Here's an Amnesia nug we are about to fire-up. Got 2 fem freebies of this with our last order from Herbies :View attachment 3334776View attachment 3334776- Nice & Smooth, a bit early but still much better than expensive local "dro" or "kind-bud". Fuck buying, we'll keep growing


----------



## rory420420 (Jan 19, 2015)

Was it an auto? I had a freebie that was a freebie..I grew it and the wife loved it..almost ordered more beans,but then I got my head out of a tank of chloroform....
Might bite the bullit for her still...
"some like jelly- jelly some like gold"


----------



## Soulkipper (Jan 22, 2015)

i've got an amnesia freebie from herbies that i'm going to clone then gang rape with some other freebies that came with the same order... hahaha. They were made for each other lol.

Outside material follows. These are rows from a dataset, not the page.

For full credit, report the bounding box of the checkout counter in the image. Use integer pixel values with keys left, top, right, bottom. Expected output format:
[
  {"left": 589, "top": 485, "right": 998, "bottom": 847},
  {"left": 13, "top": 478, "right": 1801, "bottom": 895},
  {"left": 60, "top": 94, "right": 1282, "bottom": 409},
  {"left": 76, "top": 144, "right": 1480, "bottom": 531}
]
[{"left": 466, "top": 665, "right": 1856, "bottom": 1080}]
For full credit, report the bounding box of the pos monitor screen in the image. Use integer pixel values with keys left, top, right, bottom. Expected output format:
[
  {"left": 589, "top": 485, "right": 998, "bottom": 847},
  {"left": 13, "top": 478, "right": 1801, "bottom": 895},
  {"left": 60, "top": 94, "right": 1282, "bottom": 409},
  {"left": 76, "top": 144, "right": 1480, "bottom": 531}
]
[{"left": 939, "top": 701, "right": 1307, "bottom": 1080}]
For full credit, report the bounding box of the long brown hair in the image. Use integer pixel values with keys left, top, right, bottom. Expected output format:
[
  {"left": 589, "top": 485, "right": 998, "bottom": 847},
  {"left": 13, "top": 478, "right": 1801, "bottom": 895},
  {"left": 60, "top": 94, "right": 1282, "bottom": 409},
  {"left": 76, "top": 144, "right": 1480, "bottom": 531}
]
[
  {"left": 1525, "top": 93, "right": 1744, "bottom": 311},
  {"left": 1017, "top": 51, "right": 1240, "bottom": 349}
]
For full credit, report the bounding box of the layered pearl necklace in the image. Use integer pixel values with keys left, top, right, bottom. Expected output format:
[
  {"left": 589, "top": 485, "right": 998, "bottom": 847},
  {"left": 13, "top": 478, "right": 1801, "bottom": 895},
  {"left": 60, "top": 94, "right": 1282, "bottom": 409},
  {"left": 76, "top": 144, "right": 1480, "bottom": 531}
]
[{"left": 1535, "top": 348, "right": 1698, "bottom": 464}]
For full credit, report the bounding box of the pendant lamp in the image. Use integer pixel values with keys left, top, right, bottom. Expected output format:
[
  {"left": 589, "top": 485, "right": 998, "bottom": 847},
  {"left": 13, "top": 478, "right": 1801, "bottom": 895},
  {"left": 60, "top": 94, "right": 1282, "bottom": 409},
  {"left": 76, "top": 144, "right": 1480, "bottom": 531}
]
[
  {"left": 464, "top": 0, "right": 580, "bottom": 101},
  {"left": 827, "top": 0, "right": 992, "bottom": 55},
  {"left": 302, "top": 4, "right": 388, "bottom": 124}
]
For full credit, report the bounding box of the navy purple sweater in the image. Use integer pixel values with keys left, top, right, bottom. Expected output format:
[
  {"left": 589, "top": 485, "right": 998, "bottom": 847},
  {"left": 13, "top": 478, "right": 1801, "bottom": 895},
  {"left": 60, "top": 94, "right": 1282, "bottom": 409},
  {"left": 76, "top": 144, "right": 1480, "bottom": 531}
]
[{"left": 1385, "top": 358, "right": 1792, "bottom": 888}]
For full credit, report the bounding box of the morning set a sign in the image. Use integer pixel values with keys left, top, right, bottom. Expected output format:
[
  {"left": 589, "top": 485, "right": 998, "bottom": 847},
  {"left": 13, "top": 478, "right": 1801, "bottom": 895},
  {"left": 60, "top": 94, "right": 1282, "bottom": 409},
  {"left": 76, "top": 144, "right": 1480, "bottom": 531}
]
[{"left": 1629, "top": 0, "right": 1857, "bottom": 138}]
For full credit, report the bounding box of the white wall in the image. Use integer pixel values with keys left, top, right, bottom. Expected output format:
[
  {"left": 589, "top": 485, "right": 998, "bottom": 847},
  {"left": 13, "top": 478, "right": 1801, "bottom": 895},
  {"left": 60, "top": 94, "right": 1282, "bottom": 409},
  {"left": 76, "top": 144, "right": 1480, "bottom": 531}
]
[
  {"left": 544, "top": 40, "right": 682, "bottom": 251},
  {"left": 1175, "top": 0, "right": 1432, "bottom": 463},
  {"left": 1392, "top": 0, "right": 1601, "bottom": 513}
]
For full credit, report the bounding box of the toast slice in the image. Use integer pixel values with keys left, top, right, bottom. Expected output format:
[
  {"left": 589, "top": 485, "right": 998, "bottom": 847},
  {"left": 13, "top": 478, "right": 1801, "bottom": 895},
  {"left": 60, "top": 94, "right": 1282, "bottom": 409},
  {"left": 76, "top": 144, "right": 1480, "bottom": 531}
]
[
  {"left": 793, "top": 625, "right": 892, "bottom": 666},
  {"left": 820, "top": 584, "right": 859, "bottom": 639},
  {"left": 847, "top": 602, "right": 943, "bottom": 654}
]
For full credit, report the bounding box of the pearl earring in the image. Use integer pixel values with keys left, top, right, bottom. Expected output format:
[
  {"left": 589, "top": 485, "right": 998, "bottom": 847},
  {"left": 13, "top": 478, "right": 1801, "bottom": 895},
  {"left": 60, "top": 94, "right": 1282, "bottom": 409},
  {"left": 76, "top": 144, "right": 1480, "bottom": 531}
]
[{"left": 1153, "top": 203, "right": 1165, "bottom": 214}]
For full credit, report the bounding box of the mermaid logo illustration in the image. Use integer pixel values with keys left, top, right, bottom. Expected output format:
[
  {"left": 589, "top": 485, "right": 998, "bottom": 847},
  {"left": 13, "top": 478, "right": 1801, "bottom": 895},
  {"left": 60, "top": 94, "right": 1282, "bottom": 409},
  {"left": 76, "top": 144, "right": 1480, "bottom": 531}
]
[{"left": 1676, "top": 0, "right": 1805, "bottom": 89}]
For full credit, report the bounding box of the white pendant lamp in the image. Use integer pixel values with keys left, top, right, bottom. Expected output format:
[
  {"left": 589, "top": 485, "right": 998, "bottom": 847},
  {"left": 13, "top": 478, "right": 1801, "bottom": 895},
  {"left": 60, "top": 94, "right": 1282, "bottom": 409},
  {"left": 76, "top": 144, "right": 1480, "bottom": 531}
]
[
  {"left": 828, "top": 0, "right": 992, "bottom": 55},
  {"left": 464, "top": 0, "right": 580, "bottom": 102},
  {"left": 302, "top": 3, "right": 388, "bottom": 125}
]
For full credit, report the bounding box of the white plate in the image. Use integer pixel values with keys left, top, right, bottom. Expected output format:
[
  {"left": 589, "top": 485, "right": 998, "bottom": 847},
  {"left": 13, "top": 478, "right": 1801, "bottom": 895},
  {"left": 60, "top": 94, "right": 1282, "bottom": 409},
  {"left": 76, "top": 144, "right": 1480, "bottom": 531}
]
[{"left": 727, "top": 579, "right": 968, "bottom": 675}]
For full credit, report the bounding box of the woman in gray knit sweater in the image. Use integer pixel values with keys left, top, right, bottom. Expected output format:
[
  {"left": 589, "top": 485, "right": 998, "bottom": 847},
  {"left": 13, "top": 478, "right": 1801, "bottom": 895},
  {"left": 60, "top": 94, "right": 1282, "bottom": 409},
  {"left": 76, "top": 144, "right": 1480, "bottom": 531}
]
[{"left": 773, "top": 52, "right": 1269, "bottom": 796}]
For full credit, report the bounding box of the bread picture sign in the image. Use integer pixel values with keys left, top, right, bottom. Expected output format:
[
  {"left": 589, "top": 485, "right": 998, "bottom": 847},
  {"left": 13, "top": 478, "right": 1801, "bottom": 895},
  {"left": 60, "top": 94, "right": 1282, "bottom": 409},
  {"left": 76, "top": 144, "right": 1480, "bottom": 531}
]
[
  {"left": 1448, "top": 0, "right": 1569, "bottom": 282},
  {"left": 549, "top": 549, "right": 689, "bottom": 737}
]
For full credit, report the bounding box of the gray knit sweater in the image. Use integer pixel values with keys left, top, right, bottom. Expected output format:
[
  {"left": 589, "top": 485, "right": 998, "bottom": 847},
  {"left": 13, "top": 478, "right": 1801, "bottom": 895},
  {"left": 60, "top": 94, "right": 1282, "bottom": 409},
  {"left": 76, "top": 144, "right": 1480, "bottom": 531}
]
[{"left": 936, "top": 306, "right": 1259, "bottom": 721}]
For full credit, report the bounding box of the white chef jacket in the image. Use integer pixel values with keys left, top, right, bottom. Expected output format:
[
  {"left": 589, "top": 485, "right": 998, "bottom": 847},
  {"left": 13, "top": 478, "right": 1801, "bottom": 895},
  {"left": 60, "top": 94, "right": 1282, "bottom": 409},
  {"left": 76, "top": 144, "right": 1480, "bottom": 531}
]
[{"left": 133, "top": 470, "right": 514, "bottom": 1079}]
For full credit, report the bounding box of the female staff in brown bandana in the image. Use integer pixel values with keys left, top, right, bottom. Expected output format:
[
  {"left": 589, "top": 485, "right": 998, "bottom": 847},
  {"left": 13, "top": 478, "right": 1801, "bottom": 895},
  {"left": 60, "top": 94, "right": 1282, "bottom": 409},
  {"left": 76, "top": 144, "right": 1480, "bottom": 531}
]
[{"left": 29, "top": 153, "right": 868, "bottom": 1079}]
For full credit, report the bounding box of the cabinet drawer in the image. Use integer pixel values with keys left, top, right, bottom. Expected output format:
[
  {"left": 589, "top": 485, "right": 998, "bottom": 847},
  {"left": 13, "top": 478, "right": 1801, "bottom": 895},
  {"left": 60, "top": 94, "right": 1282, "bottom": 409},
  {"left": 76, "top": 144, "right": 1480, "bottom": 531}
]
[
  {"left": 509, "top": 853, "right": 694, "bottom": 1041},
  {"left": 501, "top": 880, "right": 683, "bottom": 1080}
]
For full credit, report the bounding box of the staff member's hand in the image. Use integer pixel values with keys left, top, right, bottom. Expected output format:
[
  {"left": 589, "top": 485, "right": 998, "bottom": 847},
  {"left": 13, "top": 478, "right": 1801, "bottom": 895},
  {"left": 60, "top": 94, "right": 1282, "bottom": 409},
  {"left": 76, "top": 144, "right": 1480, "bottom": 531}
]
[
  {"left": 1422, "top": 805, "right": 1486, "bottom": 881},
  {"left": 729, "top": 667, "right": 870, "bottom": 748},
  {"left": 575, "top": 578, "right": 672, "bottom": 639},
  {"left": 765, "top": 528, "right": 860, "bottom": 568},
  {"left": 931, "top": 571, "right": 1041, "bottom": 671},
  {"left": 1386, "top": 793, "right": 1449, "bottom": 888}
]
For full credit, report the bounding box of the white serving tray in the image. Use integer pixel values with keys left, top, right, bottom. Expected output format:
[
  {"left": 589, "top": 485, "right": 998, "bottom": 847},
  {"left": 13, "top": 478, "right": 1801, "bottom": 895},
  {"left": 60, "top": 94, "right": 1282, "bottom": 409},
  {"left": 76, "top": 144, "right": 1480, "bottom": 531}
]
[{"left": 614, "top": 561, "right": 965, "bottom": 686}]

I really liked the pic of amnesia on the site.. yours isn't as bubbly as I would have imagined.. sucks


----------



## 420KushPharm (Jan 31, 2015)

Soulkipper said:


> i've got an amnesia freebie from herbies that i'm going to clone then gang rape with some other freebies that came with the same order... hahaha. They were made for each other lol.
> 
> I really liked the pic of amnesia on the site.. yours isn't as bubbly as I would have imagined.. sucks


My World of Seeds Amnesia is into day 62 from flip and she is looking and smelling amazing , looks wayyy better than the pic on the site hopefully yours is same pheno.


----------



## Soulkipper (Feb 3, 2015)

I dunno, it is a mix of plants though, but on the sites I've viewed the buds weren't too far from the pic, but the bubbling of the buds was what I fixated on.. The pic up above is a smaller bud compared to the main stem bud chosen for advertisement as well. 

I dunno how mine will turn out it's sorta acting up in the colder weather. I'm going to 24/7 the sunlight to try and combat that.


----------